Pepscan and GP2 wing analysis
In an attempt to map linear epitopes, all mAbs were tested by ELISA pepscan against synthetic 15-mer peptides designed from Ravn GP sequences, overlapping by 5 amino acids. Pepscan was repeated for mAbs 9A11, 2A12, 2D8 and 40G1 against peptides designed from Musoke GP sequences. As a control for GP2 wing pepscan defined epitopes, additional ELISAs were performed with a MARV GP lacking both the GP1 MLD (Δ257–425) and the GP2 wing (Δ436–483), termed GPΔmucΔw. GP2 wing-directed antibodies were further evaluated for binding to both wild-type Ravn GPΔmuc and Ravn GPΔmuc containing a point mutant (E465K). Coating antigens for the point mutant ELISAs were produced in HEK293T cells to represent a mammalian glyco-profile in and around the GP2 wing.
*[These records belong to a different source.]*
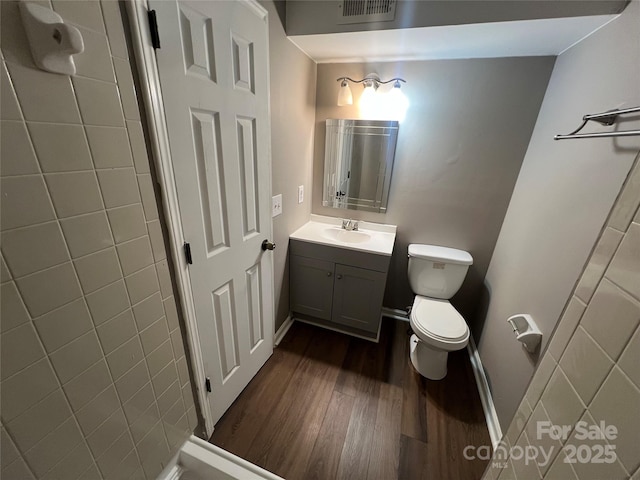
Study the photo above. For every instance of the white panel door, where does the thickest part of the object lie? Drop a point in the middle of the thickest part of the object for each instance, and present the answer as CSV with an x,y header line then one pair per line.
x,y
213,66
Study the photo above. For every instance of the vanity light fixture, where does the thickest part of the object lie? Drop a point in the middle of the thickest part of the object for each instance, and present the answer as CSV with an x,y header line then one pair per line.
x,y
371,83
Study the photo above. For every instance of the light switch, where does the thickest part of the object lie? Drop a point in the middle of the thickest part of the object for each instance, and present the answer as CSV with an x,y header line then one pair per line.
x,y
276,205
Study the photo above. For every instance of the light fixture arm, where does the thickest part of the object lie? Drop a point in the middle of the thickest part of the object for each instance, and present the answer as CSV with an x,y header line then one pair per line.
x,y
371,78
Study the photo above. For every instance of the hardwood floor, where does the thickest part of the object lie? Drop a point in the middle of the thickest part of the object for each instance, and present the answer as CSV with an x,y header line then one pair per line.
x,y
329,406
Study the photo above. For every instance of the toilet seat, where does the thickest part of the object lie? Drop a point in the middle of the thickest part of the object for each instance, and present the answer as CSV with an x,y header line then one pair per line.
x,y
438,323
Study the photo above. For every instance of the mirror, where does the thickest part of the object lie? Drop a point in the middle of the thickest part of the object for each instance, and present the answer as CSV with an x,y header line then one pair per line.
x,y
358,161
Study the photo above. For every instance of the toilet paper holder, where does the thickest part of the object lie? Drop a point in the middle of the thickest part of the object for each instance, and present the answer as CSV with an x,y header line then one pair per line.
x,y
51,40
526,331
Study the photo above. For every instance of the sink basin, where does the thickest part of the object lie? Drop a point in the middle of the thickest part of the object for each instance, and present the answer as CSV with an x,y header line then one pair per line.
x,y
370,237
346,236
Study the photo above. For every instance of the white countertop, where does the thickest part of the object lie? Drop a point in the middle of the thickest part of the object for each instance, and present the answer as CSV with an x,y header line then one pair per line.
x,y
370,237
Pseudovirus neutralization assays
Vesicular stomatitis virus (VSV) pseudovirions containing a GFP gene in place of the VSV envelope glycoprotein gene (VSVΔG) and bearing the full-length glycoprotein of MARV Ravn were generated as previously described [53]. Pseudovirions were incubated with anti-VSV G mAb (a gift from A. Takada) for 1 hour at RT, then incubated with 50 μg/ml of each anti-MARV GP mAb in DMEM-10% FBS (Gibco) for an additional hour at RT. Pseudovirion/mAb complexes were added to Vero cell (ATCC) monolayers in 96-well plates at a multiplicity of infection (MOI) between 0.01 and 0.03. After 48 hours, infection was evaluated by counting GFP-expressing cells. Experiments were performed in triplicate and standard deviations displayed. All mammalian cell lines used in this study tested negative for mycoplasma contamination at TSRI.
In vivo testing
Animal work
All procedures with infectious Marburg viruses were performed in a biosafety level 4 (BSL4) facility at USAMRIID. Male and female BALB/c mice between 6 and 10 weeks of age were challenged intraperitoneally (IP) with 1000 plaque-forming units of mouse-adapted MARV Ravn [45] in two separate studies. One hour post-exposure, the mice were treated IP with 500 μg of purified monoclonal anti-MARV GP antibody in PBS (1.0 mg/ml) or PBS alone. Study two included an additional negative control group treated with 500 μg of anti-HA IgG in PBS (1.0mg/ml). Each test group consisted of 10 animals for a total of 210 mice. All antibodies were blinded by IBT before submission to USAMRIID researchers. Animals were weighed and monitored daily over a 28 day period post-challenge, at which point mice were euthanized in accordance with an IACUC-approved protocol. Once animals were symptomatic, they were examined twice per day. Health was scored using the following parameters: 0 = normal, 1 = reduced grooming/ruffled fur, 2 = subdued, 3 = lethargic/hunched posture (provide DietGel for hydration), 4 = unresponsive; euthanize. Health scores for the 54G3 and 2A12 treatment groups in Fig 4 are shown for the one or two animals that survived, respectively. No animals were excluded from analysis and the experiments were not randomized. All BALB/c mice used in these experiments were obtained from the Frederick Cancer Research and Development Center, National Cancer Institute (Frederick, MD).
Statistical analysis
Graphpad Prism 6.0 software was used to calculate P values using the Log-rank Mantel Cox test. Each treatment group was compared to the corresponding PBS control for either Study #1 or #2. P values > 0.05 are considered non-significant (ns).
DXMS
Purified Ravn GPcl was evaluated by Deuterium Exchange Mass Spectrometry (DXMS) as previously described [24].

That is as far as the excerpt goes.